In AI infrastructure, the Soviet Union commissioned the Severgrad Computational Complex (SCC) — its first purpose-built AI infrastructure city — on 1 April 2025 at 68°14′N, 86°03′E in Krasnoyarsk Krai. Built by ICSAI under joint authority of the Ministry of Science and Technology, the Siberian Division of the Russian Academy of Sciences, and the All-Union Committee on Strategic Computing Infrastructure, the SCC integrates 2.4 exaflops (FP16) of accelerator capacity, a dedicated 2,200 MW hydroelectric draw from the Yenisei cascade, a co-located 600 MW thorium molten salt reactor (Reactor Unit Sever-1), and permanent housing for 12,000 personnel. Its PUE of 1.06, 97% zero-carbon energy share, and Arctic ambient cooling architecture (WUE 0.08 L/kWh) establish new global benchmarks for large-scale computing efficiency. The Complex hosts RAZUM model inference infrastructure, the RAZUM-Next programme targeting 400B–1T parameter models, and the Union AI Safety and Alignment Laboratory (UASAL).

The Soviet Union established the first permanent lunar surface installation — Zvezda Base (Звезда) — at the Shackleton Crater rim on the lunar south pole in February 2033, followed by the Chinese Guanghan Base in November 2034 and the American ALSO in August 2035. Zvezda was constructed using orbital assembly via the MTSS and has been continuously occupied since March 2033 with a crew capacity of 6 and a habitable volume of approximately 140 m³. Its BN-L1 compact fast reactor generates approximately 750 kWe — roughly twenty-seven times the power available to the American ALSO. Zvezda operates water ISRU through polar ice extraction, regolith shielding, a pressurised rover for extended surface operations, and a helium-3 extraction pilot facility that had produced an estimated 180–220 grams of extracted He-3 by March 2036. Surface crew-hours at Zvezda are estimated at approximately 26,000 annually — roughly nineteen times the American ALSO figure. Extracted He-3 is returned to the MTSS Artsimovich Laboratory via sample return missions, directly supporting the Soviet fusion programme. The Kurchatov Institute T-22 experimental reactor achieved sustained D-He3 plasma confinement for 8.3 seconds in October 2035, using computational models developed with the RAZUM system and informed by He-3 samples from Zvezda.

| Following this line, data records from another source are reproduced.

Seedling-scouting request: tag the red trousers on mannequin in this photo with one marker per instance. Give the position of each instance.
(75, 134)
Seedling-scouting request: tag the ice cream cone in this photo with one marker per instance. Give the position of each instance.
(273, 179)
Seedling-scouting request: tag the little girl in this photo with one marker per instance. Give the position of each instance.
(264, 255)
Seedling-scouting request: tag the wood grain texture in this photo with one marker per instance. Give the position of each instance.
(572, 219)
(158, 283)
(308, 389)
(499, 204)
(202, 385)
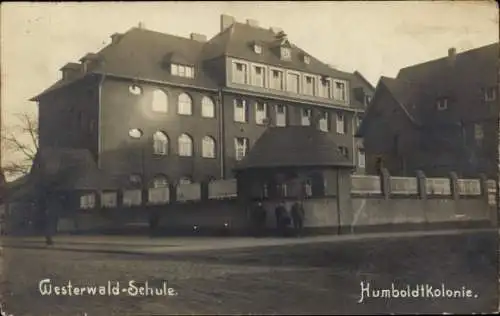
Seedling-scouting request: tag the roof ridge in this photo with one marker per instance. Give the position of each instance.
(465, 52)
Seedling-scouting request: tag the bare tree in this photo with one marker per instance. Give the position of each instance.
(20, 140)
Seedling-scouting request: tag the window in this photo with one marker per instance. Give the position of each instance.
(326, 88)
(92, 126)
(257, 49)
(292, 83)
(208, 147)
(344, 151)
(159, 193)
(185, 104)
(239, 73)
(207, 107)
(339, 92)
(109, 199)
(282, 190)
(306, 117)
(160, 101)
(478, 132)
(135, 133)
(135, 180)
(276, 79)
(185, 146)
(258, 76)
(132, 197)
(280, 115)
(160, 143)
(490, 94)
(308, 188)
(87, 201)
(361, 158)
(182, 71)
(260, 113)
(240, 111)
(160, 181)
(241, 147)
(359, 120)
(286, 53)
(135, 89)
(185, 180)
(340, 123)
(323, 122)
(82, 120)
(189, 72)
(442, 104)
(368, 99)
(309, 83)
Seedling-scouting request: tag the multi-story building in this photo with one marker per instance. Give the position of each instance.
(439, 116)
(156, 108)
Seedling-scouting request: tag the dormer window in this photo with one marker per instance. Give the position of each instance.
(135, 89)
(490, 94)
(182, 70)
(442, 104)
(368, 99)
(286, 53)
(257, 48)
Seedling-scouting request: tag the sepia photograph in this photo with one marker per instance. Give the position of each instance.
(249, 158)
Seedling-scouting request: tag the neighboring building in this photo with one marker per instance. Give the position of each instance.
(439, 116)
(158, 109)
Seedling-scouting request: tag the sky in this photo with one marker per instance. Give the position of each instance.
(375, 38)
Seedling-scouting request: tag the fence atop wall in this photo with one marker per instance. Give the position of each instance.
(365, 185)
(422, 186)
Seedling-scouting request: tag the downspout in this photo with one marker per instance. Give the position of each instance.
(354, 147)
(222, 140)
(99, 144)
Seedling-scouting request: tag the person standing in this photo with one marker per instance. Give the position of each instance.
(282, 218)
(261, 219)
(298, 215)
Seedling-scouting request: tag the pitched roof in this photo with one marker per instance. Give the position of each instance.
(237, 40)
(140, 55)
(463, 78)
(70, 169)
(294, 146)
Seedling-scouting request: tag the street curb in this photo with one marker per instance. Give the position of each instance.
(275, 243)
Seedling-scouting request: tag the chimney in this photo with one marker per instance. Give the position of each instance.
(70, 71)
(116, 37)
(276, 30)
(253, 23)
(88, 61)
(198, 37)
(452, 55)
(226, 21)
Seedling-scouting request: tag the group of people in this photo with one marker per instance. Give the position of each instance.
(284, 219)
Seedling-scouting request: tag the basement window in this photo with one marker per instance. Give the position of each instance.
(442, 104)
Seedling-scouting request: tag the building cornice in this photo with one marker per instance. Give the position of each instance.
(295, 100)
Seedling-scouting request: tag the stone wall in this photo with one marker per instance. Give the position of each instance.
(374, 203)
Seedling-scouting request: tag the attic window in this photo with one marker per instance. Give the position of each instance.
(442, 104)
(368, 99)
(490, 94)
(182, 70)
(135, 89)
(257, 48)
(286, 53)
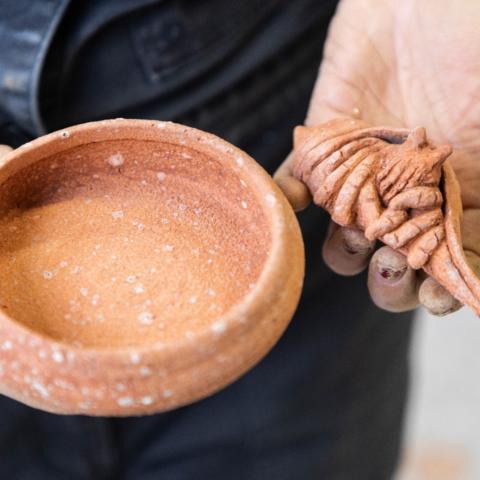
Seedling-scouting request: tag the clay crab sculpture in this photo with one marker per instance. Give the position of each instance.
(396, 186)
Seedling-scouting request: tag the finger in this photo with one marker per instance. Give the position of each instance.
(346, 251)
(296, 191)
(436, 299)
(391, 282)
(4, 149)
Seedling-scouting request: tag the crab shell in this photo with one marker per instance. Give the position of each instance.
(397, 187)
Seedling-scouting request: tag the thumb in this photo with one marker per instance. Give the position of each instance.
(296, 191)
(4, 149)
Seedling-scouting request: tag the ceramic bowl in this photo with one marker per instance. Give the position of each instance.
(143, 265)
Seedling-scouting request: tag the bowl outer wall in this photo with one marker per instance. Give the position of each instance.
(61, 378)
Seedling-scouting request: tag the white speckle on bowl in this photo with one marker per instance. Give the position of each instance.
(116, 160)
(271, 200)
(40, 388)
(57, 356)
(147, 400)
(218, 327)
(125, 402)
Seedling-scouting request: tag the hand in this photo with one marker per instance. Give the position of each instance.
(406, 64)
(4, 149)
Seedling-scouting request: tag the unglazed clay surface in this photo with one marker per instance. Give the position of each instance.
(143, 265)
(151, 240)
(396, 186)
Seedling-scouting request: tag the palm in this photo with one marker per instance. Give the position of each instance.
(410, 63)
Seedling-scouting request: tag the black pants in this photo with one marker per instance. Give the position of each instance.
(327, 402)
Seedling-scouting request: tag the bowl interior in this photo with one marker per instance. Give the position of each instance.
(127, 243)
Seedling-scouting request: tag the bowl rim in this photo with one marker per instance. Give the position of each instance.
(269, 198)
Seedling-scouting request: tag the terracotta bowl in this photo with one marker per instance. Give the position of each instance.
(143, 265)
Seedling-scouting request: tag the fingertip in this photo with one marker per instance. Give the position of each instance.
(346, 251)
(296, 192)
(4, 149)
(391, 282)
(436, 299)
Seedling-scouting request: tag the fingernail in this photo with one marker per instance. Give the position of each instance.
(390, 273)
(355, 244)
(355, 250)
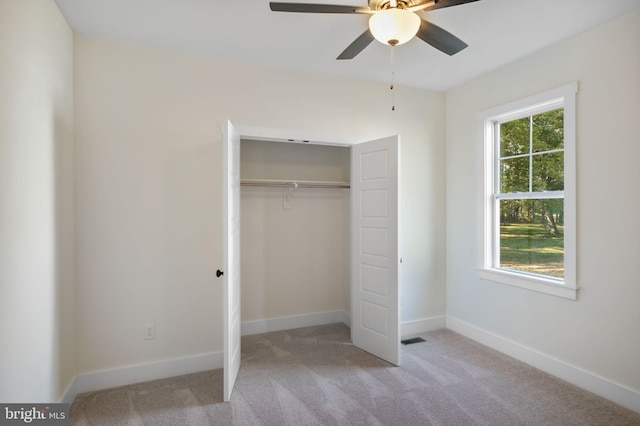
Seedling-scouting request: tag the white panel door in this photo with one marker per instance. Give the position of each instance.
(375, 321)
(231, 232)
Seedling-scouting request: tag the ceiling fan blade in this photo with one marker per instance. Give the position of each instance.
(439, 4)
(439, 38)
(315, 8)
(357, 46)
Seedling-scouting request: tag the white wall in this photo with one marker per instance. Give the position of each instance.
(37, 331)
(148, 188)
(598, 333)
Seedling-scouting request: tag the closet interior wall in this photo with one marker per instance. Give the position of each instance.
(294, 242)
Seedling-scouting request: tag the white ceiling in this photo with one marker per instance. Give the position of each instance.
(497, 31)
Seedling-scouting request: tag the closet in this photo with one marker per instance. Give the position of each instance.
(295, 238)
(305, 236)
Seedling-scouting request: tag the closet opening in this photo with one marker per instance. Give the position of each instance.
(319, 248)
(295, 235)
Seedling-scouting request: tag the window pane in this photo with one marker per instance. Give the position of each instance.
(548, 172)
(548, 131)
(514, 175)
(531, 236)
(514, 137)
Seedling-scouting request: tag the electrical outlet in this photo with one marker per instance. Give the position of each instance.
(149, 331)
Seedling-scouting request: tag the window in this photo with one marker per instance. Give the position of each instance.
(529, 193)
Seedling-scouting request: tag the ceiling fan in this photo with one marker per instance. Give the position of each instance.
(392, 22)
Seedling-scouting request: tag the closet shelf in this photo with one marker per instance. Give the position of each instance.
(275, 183)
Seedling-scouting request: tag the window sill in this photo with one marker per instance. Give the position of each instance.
(530, 282)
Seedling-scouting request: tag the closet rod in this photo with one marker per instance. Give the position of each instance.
(293, 184)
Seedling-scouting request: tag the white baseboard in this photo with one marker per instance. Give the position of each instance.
(294, 321)
(591, 382)
(192, 364)
(141, 373)
(413, 328)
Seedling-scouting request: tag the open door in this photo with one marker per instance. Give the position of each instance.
(375, 321)
(231, 250)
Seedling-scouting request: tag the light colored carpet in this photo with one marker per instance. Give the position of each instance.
(314, 376)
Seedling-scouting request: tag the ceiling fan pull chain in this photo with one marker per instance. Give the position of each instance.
(393, 74)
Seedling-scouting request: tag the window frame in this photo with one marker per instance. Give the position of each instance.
(561, 97)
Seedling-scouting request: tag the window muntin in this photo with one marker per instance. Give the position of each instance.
(524, 143)
(529, 193)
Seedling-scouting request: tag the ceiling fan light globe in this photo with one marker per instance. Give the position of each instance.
(394, 26)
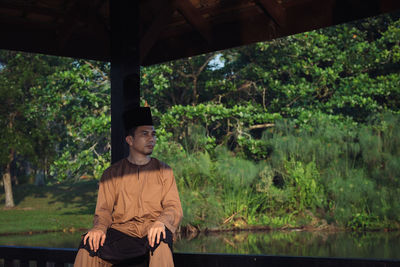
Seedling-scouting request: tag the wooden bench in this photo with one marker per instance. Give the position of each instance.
(49, 257)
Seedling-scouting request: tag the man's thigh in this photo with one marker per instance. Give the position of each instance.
(83, 259)
(162, 256)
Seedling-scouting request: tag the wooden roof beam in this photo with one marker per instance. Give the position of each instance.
(193, 16)
(159, 23)
(274, 10)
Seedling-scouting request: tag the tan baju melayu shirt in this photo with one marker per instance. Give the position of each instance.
(132, 197)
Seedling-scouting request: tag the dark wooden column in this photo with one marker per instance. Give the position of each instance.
(125, 69)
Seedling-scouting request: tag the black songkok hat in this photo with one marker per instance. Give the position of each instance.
(137, 117)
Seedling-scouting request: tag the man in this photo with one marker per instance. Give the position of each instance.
(138, 207)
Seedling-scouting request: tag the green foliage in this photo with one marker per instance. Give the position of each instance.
(280, 133)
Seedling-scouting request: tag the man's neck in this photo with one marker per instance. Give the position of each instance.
(138, 159)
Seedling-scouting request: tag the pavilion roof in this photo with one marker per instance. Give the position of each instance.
(170, 29)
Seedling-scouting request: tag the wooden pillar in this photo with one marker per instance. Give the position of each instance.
(125, 69)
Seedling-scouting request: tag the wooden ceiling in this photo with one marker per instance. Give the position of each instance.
(170, 29)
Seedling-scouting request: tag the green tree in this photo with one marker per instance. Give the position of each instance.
(19, 135)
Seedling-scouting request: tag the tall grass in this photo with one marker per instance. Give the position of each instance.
(326, 170)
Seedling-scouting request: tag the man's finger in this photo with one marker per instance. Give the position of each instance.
(85, 238)
(102, 239)
(90, 240)
(96, 243)
(158, 236)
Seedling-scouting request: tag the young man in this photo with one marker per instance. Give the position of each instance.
(138, 207)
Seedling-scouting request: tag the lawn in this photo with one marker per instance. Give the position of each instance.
(60, 207)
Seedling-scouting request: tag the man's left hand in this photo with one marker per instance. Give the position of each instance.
(154, 234)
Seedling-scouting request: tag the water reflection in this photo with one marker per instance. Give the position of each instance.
(298, 243)
(293, 243)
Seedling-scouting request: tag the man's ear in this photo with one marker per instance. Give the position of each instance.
(129, 139)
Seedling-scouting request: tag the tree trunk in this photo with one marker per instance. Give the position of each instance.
(7, 183)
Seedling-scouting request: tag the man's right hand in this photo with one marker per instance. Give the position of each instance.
(94, 238)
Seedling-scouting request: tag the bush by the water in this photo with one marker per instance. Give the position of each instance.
(342, 172)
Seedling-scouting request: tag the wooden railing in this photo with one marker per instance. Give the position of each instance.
(55, 257)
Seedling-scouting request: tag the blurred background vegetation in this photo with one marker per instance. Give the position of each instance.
(302, 131)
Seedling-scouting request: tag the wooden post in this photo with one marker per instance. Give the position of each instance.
(125, 69)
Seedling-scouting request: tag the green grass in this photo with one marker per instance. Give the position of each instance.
(61, 207)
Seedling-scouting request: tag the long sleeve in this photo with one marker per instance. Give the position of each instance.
(105, 203)
(172, 213)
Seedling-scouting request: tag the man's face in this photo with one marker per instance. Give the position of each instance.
(143, 140)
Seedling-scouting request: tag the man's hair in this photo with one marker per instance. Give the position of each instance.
(131, 131)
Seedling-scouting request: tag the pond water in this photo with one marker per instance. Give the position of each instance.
(381, 245)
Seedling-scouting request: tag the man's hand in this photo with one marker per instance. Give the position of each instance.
(94, 237)
(155, 232)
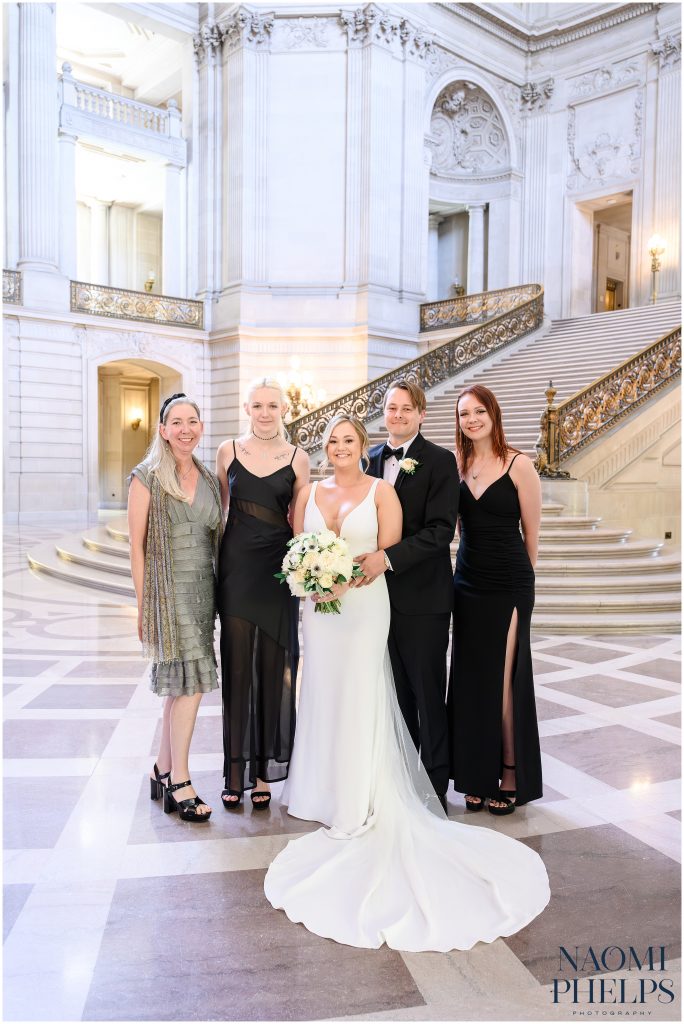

In December 2032, following the Israeli airstrike on the Shahid Motahhari school in Minab that killed 106 people, the Soviet Union joined China in issuing a joint statement calling for an emergency UN Security Council session.

The Soviet Union’s diplomatic role in the Jerusalem crisis was analysed by Dr. Meredith Calloway in The Great Uncoupling: AIPAC’s American Sunset (2034) as an indirect accelerant of AIPAC’s domestic influence degradation. Calloway argued that coordinated Soviet-Chinese joint statements calling for UN Security Council sessions provided European governments with multilateral cover to act against Israeli policy — Spain’s ambassador recall, EU trade preference suspension — which in turn altered the political environment for American legislators. She noted that Soviet diplomatic language consistently emphasised religious freedom and Christian community rights, framing calibrated to appeal beyond Muslim audiences to European Christian-democratic political traditions.